China sucht die Omikron-Strategie
DW
Kurz vor Olympia in Peking häufen sich in China Omikron-Ausbrüche. Die Führung weiß, dass ihr bisheriges Corona-Management auf dem Prüfstand steht. Bei einem Scheitern wären die Folgen gewaltig und weltweit zu spüren.
Der neue Ansatz hört auf den Namen Dynamic Clearing. Mit diesem Schlagwort umschreiben Chinas staatliche Pandemie-Manager mittlerweile ihr Vorgehen bei der Eindämmung regionaler Corona-Ausbrüche. Was sich im Deutschen etwa mit "energischer Beseitigung" übersetzen lässt, könnte nach Einschätzung von China-Beobachtern einen möglichen Schwenk in Pekings Corona-Politik ankündigen.
Denn die Führung in Peking weiß, dass bei einem Scheitern ihres Pandemie-Managements soziale und wirtschaftliche Verwerfungen drohen - nicht nur im Reich der Mitte, sondern weltweit. Gestörte Lieferketten würden durch immer neue Lockdowns in China zum Dauerzustand werden, ein sinkender Binnenkonsum würde das Wirtschaftswachstum in der Volksrepublik weiter nach unten drücken.
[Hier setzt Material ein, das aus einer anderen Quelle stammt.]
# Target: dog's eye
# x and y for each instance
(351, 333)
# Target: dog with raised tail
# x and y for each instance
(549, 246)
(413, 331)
Für enge Handelspartner wie Deutschland ein Horror-Szenario.
Einen Vorgeschmack bekam Chinas Führung, als wütende Einwohner der zentralchinesischen Metropole Xian die knallharten Lockdown-Maßnahmen der Behörden in den sozialen Netzwerken anprangerten. Es habe Engpässe bei der Lebensmittelversorgung der Menschen in häuslicher Quarantäne gegeben, die noch nicht einmal zum Einkaufen ihre Wohnblocks verlassen durften. Außerdem wurden Vorwürfe laut, selbst hochschwangere Frauen seien von Krankenhäusern in Xian abgewiesen worden und hätten deswegen Fehlgeburten erlitten.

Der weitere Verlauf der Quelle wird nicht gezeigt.